More than 50% of total energy consumed by the brain is utilized by active transport processes which are responsible for keeping the ionic homeostasis in the brain. Under an ischemic condition, energy availability is limited, and, as a result, inhibition of the ion pumps is unavoidable. The initial consequence of such inhibition is a gradual accumulation of K+ in the extracellular space leading to a second phase of the ischemic depolarization phenomenon. During ischemic depolarization, extracellular K+ will increase 15-20-fold, while extracellular Ca2+ is decreasing 10 fold. Another optional effect of mild ischemia is the development of Cortical Spreading Depression due to the leakage of K+ into the extracellular space. The Mongolian gerbil provides a very useful animal model to study the effects of ischemia on brain functions. The aims of the study were as follows: (1) To elucidate the mechanism behind the development of ischemic depolarization or cortical spreading depression under unilateral and bilateral carotid artery occlusion. (2) To correlate the kinetics of the recovery processes to the level of ischemia.
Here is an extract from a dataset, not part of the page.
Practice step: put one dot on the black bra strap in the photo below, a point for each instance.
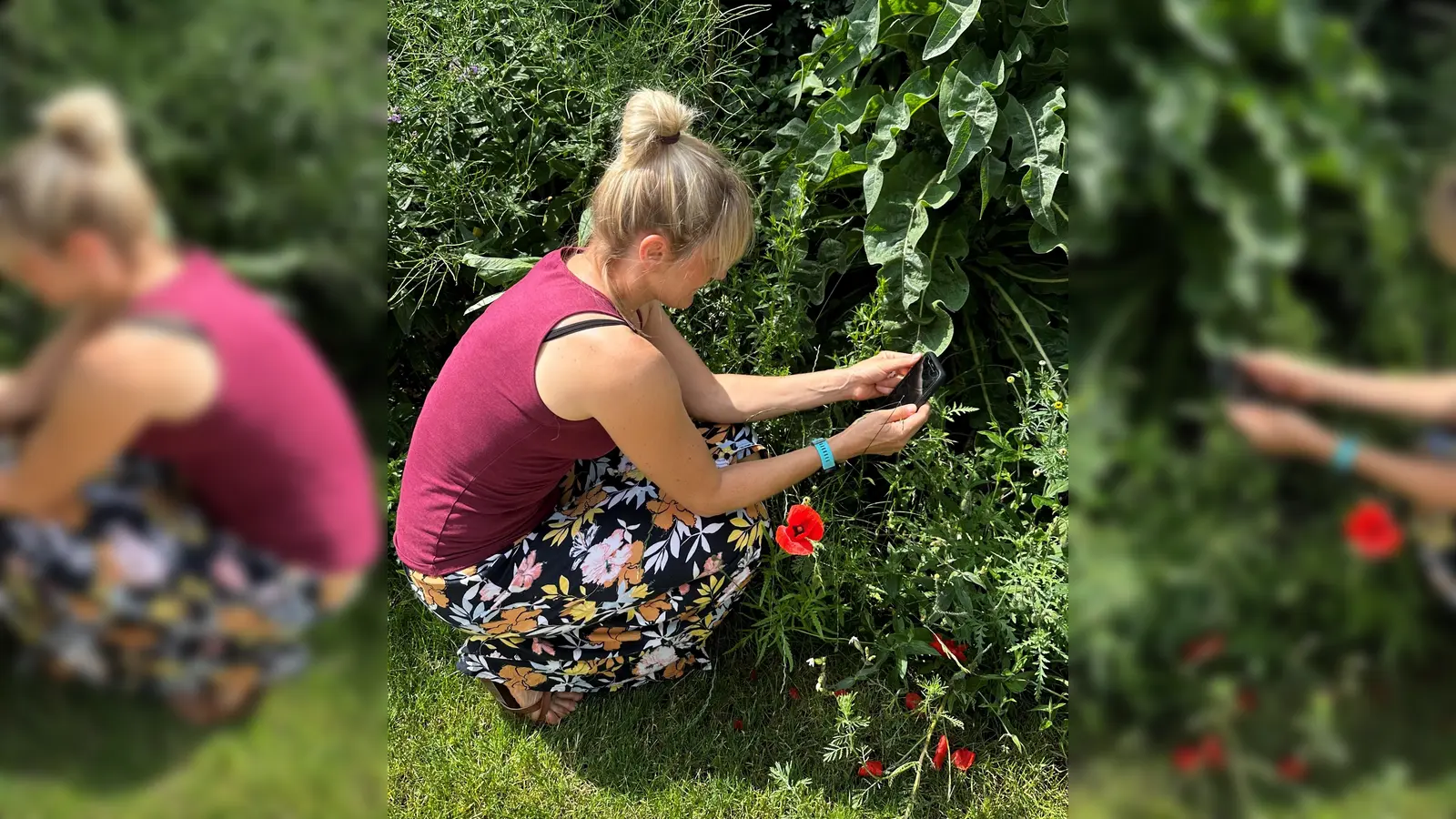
(169, 324)
(580, 327)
We tested the correlation between energy depletion level (evaluated by intramitochondrial NADH redox state and Cerebral Blood Flow) and the development of ischemic depolarization or cortical spreading depression (evaluated by extracellular K+, H+, Ca2+, DC potential and 366 nm reflectance changes) under partial and complete ischemia using the multiparametric monitoring system. The results could be summarized as follows: (1) Under bilateral occlusion, in all gerbils the ischemic depolarization was recorded within 1-2 min. (2) Under unilateral occlusion, the level of ischemia obtained was significantly smaller and led to the ischemic depolarization in about 60% of the gerbils. (3) The K+ leakage during the ischemic depolarization had an 'all or none' nature in terms of maximal K÷ levels and time to reach it. (4) The main effect of various lengths of bilateral occlusion was on the recovery time of extracellular K+ level. (5) Cortical spreading depression develop in most cases during the recovery from the ischemic event when ischemic depolarization was not recorded under the ischemic episode.